Por segunda vez fue interrumpido el cantor, pero ahora lo fue por el chillido de un valse del tiempo de la República de Colombia, que titulaba los pollitos, ejecutado en la flauta, con una ironía profundamente marcada, y una disonancia tal, que Adelaida no pudo menos que taparse los oídos con ambas manos y Lucinda soltar una carcajada, a tiempo que don Diego, dominado por la cólera, cosa que no sucedía sino en casos muy apurados, y saliéndose de sus casillas, gritó desde el corredor de la sala:

-¡Señores! ¿es mi quinta algún castillo arruinado para que las bestias salvajes vengan a conmoverla con sus aullidos?

-Que las voces importunas de un mastín y de una flauta no me interrumpan, y será usted deleitado por las melodías más agradables, le contestó el de la guitarra.

-¿Y si tampoco quiero yo melodías en la puerta de mi quinta?

-Usted como ciudadano granadino tiene las garantías suficientes para taparse las orejas, dijo el de la guitarra con una voz un poco disimulada.

-¿No tendré yo la garantía de dormir en mi quinta con quietud y a la hora que se me antoje?

-Lo que puedo asegurar a usted es que yo tengo la libertad de hacer todo el ruido que quiera, como ciudadano de la Nueva Granada.

-Habrá dos libertades opuestas, la una contra la otra, será el resultado; pero en ese caso triunfaría la libertad de dormir tranquilo en su casa un honrado padre de familia, si es que la Constitución no se lo estorba.

-A usted le queda la libertad de taparse las orejas, vuelvo a decírselo, si es que no le gusta la música.

-O la de disparar un trabuco, ¿no les parece a ustedes?

-Con el inconveniente de una represalia en la misma moneda, lo cual tiene mayores inconvenientes aún.

-Una tiranía es lo que me parece el acto de atacar a los ciudadanos en sus casas, inquietarlos y burlarlos en nombre de esa libertad; pero... en fin, será lo que ustedes quieran...

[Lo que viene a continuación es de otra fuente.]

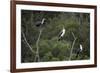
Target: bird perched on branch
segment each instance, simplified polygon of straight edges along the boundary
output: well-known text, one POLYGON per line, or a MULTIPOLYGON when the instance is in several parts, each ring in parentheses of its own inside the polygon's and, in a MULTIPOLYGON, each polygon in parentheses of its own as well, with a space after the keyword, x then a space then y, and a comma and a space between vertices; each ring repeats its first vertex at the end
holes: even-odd
POLYGON ((60 41, 62 38, 63 38, 63 36, 65 35, 65 28, 64 28, 64 26, 63 26, 63 29, 61 30, 61 32, 59 33, 59 38, 58 38, 58 41, 60 41))
POLYGON ((79 54, 83 51, 83 47, 82 45, 80 44, 80 48, 78 49, 77 51, 77 54, 76 54, 76 58, 79 56, 79 54))
POLYGON ((36 26, 37 26, 37 27, 43 26, 44 23, 45 23, 45 20, 46 20, 46 19, 43 18, 41 21, 37 21, 37 22, 36 22, 36 26))

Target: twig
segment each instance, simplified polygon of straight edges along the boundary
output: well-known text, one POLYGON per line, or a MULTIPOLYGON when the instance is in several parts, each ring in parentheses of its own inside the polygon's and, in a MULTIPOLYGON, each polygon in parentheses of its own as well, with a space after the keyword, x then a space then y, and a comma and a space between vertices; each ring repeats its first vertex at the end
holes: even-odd
POLYGON ((32 49, 32 47, 31 47, 31 46, 30 46, 30 44, 28 43, 28 41, 27 41, 27 39, 26 39, 26 37, 25 37, 24 32, 22 32, 22 35, 23 35, 23 38, 24 38, 24 40, 25 40, 25 42, 26 42, 27 46, 28 46, 28 47, 29 47, 29 49, 31 50, 31 52, 32 52, 32 53, 35 53, 35 51, 32 49))
POLYGON ((38 39, 36 41, 37 50, 36 50, 36 56, 35 56, 34 61, 36 61, 36 59, 37 59, 38 62, 40 61, 40 56, 39 56, 39 41, 40 41, 41 34, 42 34, 42 29, 40 29, 39 36, 38 36, 38 39))
POLYGON ((74 41, 73 41, 73 44, 72 44, 72 47, 71 47, 71 51, 70 51, 70 56, 69 56, 69 60, 71 60, 71 57, 72 57, 72 52, 73 52, 73 47, 74 47, 74 45, 75 45, 75 41, 76 41, 76 37, 75 37, 75 35, 74 35, 74 33, 72 32, 72 35, 73 35, 73 37, 74 37, 74 41))

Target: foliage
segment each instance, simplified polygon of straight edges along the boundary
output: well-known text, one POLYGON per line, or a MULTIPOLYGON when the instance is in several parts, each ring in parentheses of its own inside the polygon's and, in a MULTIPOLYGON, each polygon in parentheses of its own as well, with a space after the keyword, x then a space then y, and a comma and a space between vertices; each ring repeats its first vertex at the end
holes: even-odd
MULTIPOLYGON (((21 11, 21 31, 24 32, 32 50, 36 51, 36 41, 39 31, 43 32, 39 41, 39 56, 41 62, 69 60, 74 38, 77 37, 73 47, 71 60, 84 60, 90 58, 90 15, 89 13, 53 12, 53 11, 21 11), (43 27, 36 27, 36 22, 46 18, 43 27), (66 33, 62 40, 58 41, 62 27, 66 33), (83 45, 83 51, 76 58, 79 45, 83 45)), ((21 35, 22 36, 22 35, 21 35)), ((34 62, 35 53, 32 53, 21 37, 21 61, 34 62)))

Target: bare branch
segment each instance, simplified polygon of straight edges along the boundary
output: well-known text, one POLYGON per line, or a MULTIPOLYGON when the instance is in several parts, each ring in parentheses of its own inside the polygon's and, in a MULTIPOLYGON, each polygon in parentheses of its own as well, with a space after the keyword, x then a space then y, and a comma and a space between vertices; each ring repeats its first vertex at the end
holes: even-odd
POLYGON ((71 47, 71 51, 70 51, 70 57, 69 57, 69 60, 71 60, 71 57, 72 57, 72 52, 73 52, 73 47, 74 47, 74 45, 75 45, 75 41, 76 41, 76 37, 75 37, 75 35, 74 35, 74 33, 72 32, 72 35, 73 35, 73 37, 74 37, 74 41, 73 41, 73 44, 72 44, 72 47, 71 47))
POLYGON ((36 61, 36 59, 37 59, 38 62, 40 61, 40 56, 39 56, 39 41, 40 41, 40 36, 41 36, 41 34, 42 34, 42 29, 40 29, 39 36, 38 36, 38 39, 37 39, 37 41, 36 41, 37 50, 36 50, 36 56, 35 56, 34 61, 36 61))
POLYGON ((27 39, 26 39, 26 37, 25 37, 24 32, 22 32, 22 35, 23 35, 23 38, 24 38, 24 40, 25 40, 25 42, 26 42, 27 46, 28 46, 28 47, 29 47, 29 49, 31 50, 31 52, 32 52, 32 53, 35 53, 35 51, 32 49, 32 47, 31 47, 31 46, 30 46, 30 44, 28 43, 28 41, 27 41, 27 39))

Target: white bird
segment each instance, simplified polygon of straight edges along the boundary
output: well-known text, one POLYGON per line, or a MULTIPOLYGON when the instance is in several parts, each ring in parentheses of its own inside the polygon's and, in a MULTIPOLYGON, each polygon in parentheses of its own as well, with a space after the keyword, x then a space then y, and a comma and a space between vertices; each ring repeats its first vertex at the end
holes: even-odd
POLYGON ((83 47, 82 47, 82 45, 80 44, 80 51, 82 51, 83 50, 83 47))
POLYGON ((63 29, 61 30, 61 32, 60 32, 60 34, 59 34, 59 39, 58 39, 58 41, 59 40, 61 40, 62 38, 63 38, 63 36, 64 36, 64 34, 65 34, 65 28, 63 27, 63 29))
POLYGON ((46 19, 43 18, 41 21, 37 21, 37 22, 36 22, 36 26, 37 26, 37 27, 42 26, 42 25, 44 24, 45 20, 46 20, 46 19))
POLYGON ((82 50, 83 50, 83 47, 82 47, 82 45, 80 44, 80 48, 77 50, 76 58, 77 58, 78 55, 82 52, 82 50))

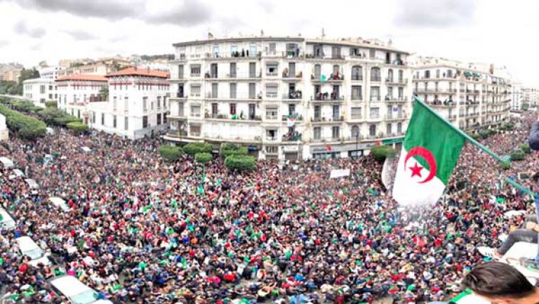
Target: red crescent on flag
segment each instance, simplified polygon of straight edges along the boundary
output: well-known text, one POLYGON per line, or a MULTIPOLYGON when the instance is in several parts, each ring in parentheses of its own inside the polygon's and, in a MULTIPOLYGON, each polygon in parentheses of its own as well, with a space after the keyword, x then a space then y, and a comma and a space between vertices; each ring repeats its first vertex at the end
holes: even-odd
POLYGON ((432 152, 429 151, 427 148, 425 148, 423 147, 414 147, 408 152, 406 154, 406 157, 404 158, 404 170, 406 170, 406 162, 410 159, 410 157, 414 157, 414 156, 420 156, 425 159, 425 161, 427 161, 427 163, 429 164, 429 171, 430 171, 428 176, 427 176, 427 178, 425 180, 418 182, 420 184, 422 184, 424 183, 427 183, 432 180, 432 178, 436 176, 436 160, 434 159, 434 156, 432 155, 432 152))

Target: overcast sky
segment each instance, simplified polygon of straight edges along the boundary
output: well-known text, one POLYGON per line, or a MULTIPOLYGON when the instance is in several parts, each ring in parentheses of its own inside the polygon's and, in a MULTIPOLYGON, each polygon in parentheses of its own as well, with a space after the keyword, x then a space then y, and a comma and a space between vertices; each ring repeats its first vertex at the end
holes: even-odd
POLYGON ((424 55, 506 65, 539 85, 533 0, 0 0, 0 62, 172 53, 225 35, 392 39, 424 55))

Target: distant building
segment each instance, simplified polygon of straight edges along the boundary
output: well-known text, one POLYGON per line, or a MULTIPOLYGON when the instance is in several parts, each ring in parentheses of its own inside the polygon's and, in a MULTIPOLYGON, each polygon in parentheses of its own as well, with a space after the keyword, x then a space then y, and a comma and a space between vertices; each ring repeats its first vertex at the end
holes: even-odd
POLYGON ((22 70, 22 69, 13 69, 6 71, 2 74, 2 80, 4 81, 14 81, 18 83, 20 72, 22 70))
POLYGON ((38 72, 39 72, 40 78, 56 79, 58 78, 58 74, 60 73, 60 71, 62 70, 64 70, 63 67, 55 65, 52 67, 40 67, 38 72))
POLYGON ((509 119, 510 79, 505 69, 445 58, 419 57, 413 91, 463 130, 499 124, 509 119))
POLYGON ((130 67, 105 77, 108 100, 88 104, 91 128, 130 139, 168 128, 168 72, 130 67))
POLYGON ((22 81, 22 96, 39 107, 45 107, 45 102, 58 98, 54 79, 36 78, 22 81))
POLYGON ((253 37, 174 46, 171 142, 234 143, 258 159, 293 160, 402 141, 412 70, 390 44, 253 37))
POLYGON ((58 108, 83 119, 89 124, 91 103, 106 101, 105 96, 100 94, 103 88, 108 86, 104 76, 77 74, 64 76, 56 79, 58 108))

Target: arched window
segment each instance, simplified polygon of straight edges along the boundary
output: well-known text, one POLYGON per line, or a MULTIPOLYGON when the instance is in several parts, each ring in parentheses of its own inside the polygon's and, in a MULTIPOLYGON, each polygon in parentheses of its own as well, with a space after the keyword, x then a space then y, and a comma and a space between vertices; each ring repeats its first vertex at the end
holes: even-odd
POLYGON ((371 81, 380 81, 380 67, 371 68, 371 81))
POLYGON ((359 137, 359 127, 354 125, 352 126, 352 138, 357 138, 359 137))
POLYGON ((363 69, 361 66, 352 67, 352 80, 363 80, 363 69))

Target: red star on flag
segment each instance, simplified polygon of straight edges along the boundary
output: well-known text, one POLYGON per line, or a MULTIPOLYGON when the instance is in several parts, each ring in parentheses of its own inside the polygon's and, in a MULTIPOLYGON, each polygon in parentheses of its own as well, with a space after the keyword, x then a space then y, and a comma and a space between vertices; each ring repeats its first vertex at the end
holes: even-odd
POLYGON ((417 161, 415 161, 415 164, 413 167, 409 167, 409 168, 410 168, 410 170, 412 171, 412 176, 411 177, 413 178, 416 176, 419 176, 420 178, 421 177, 421 170, 423 169, 423 167, 420 166, 418 166, 417 161))

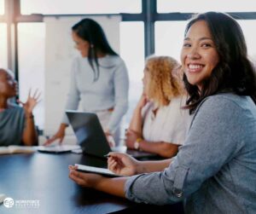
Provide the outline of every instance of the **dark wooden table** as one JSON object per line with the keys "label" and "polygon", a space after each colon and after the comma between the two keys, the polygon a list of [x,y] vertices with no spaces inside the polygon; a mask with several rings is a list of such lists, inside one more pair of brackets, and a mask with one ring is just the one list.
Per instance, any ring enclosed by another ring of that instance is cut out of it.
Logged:
{"label": "dark wooden table", "polygon": [[[134,209],[135,203],[81,188],[71,181],[67,166],[75,163],[96,166],[107,164],[102,159],[74,153],[0,156],[0,194],[21,201],[24,206],[6,208],[2,204],[0,213],[95,214]],[[26,200],[37,200],[39,205],[29,207]]]}

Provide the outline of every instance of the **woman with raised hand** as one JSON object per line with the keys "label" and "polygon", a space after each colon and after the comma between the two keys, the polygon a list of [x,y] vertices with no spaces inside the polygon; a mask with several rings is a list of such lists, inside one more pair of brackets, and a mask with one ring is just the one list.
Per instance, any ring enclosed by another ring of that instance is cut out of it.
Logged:
{"label": "woman with raised hand", "polygon": [[[73,60],[65,109],[96,113],[107,136],[119,140],[122,117],[128,108],[128,72],[124,61],[110,47],[102,26],[84,19],[72,27],[72,38],[80,56]],[[66,114],[58,131],[46,142],[60,142],[69,122]]]}
{"label": "woman with raised hand", "polygon": [[143,93],[126,131],[129,148],[171,158],[184,142],[189,115],[181,109],[187,95],[177,75],[179,67],[170,56],[146,60]]}
{"label": "woman with raised hand", "polygon": [[73,166],[69,176],[137,202],[183,201],[185,213],[256,213],[256,77],[239,24],[223,13],[198,14],[187,25],[181,61],[193,119],[170,165],[110,153],[118,173],[158,172],[107,178]]}
{"label": "woman with raised hand", "polygon": [[14,74],[0,68],[0,146],[38,143],[32,110],[38,102],[40,93],[29,91],[26,102],[18,101],[22,107],[10,103],[9,99],[17,95],[17,83]]}

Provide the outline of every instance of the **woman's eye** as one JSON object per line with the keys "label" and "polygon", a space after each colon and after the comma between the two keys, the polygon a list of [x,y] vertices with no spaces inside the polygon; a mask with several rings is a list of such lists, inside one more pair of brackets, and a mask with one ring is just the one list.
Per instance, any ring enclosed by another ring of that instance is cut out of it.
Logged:
{"label": "woman's eye", "polygon": [[183,43],[183,47],[191,47],[191,44],[190,43]]}

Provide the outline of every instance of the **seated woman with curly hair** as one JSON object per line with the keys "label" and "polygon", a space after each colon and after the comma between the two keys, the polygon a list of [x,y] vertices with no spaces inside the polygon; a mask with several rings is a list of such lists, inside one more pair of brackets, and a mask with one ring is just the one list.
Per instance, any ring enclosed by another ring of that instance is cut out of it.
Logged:
{"label": "seated woman with curly hair", "polygon": [[174,156],[185,138],[189,116],[179,64],[169,56],[151,56],[144,68],[143,93],[126,132],[129,148]]}

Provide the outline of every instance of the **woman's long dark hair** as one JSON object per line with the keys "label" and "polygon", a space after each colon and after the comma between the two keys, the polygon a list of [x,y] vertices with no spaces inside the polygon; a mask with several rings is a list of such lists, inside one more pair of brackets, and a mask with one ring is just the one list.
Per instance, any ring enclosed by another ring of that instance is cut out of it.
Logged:
{"label": "woman's long dark hair", "polygon": [[192,113],[207,96],[225,91],[249,95],[256,104],[255,68],[247,58],[247,45],[239,24],[226,14],[199,14],[188,23],[185,35],[198,20],[207,22],[216,45],[219,62],[211,76],[203,81],[201,91],[197,86],[190,84],[183,74],[185,87],[189,95],[185,107]]}
{"label": "woman's long dark hair", "polygon": [[[88,61],[94,72],[94,80],[99,78],[99,63],[97,53],[118,55],[110,47],[102,26],[93,20],[84,19],[75,24],[72,30],[80,38],[90,43]],[[95,65],[96,68],[95,68]]]}

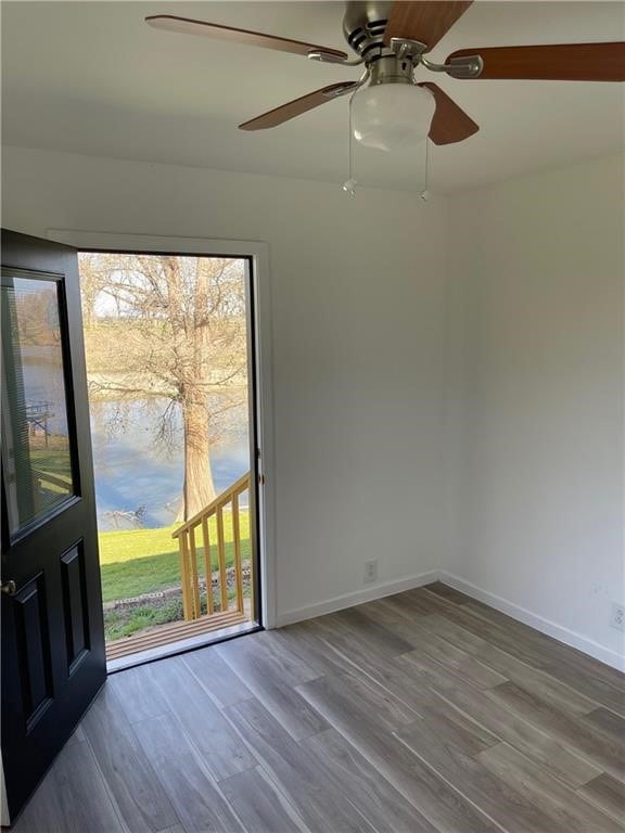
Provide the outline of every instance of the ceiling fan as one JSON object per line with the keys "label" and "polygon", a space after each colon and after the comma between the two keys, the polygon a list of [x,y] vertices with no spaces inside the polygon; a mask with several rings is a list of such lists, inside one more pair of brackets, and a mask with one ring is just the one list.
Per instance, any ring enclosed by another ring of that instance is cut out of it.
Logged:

El músico registró de nuevo su guitarra, y comenzaba a cantar, a tiempo que fue interrumpido por el mismo valse de los pollitos, que mezclado con la voz humana y el acompañamiento de guitarra, producía cierto género de disonancia de lo más repugnante y ridículo que pueda darse, y perjudicial, sobre todo, para la solemnidad de una tierna serenata, suave en extremo, conmovedora, que había hecho suspirar a las dos lindas señoritas de la quinta; esto debió molestar en sumo grado al empresario de la serenata, porque volviéndose hacia el punto de donde parecía que venía la ridícula sonata, se expresó en estos precisos términos:

-Se calla el cobarde, o yo ejecuto un dúo de pistolas contra ese árbol que lo favorece.

No se oyó otra respuesta que la del consabido valse, el cual, a su vez, fue contestado con el estallido de una pistola, alarmante en sumo grado para toda la familia en general, con excepción del joven Teodoro, que aún no había regresado de la aldea, agregándose a esto los latidos de Fígaro, que volvió a tomar cartas en la cuestión, estando enroscado cerca a la puerta del cuarto del hortelano, como lo tenía de costumbre.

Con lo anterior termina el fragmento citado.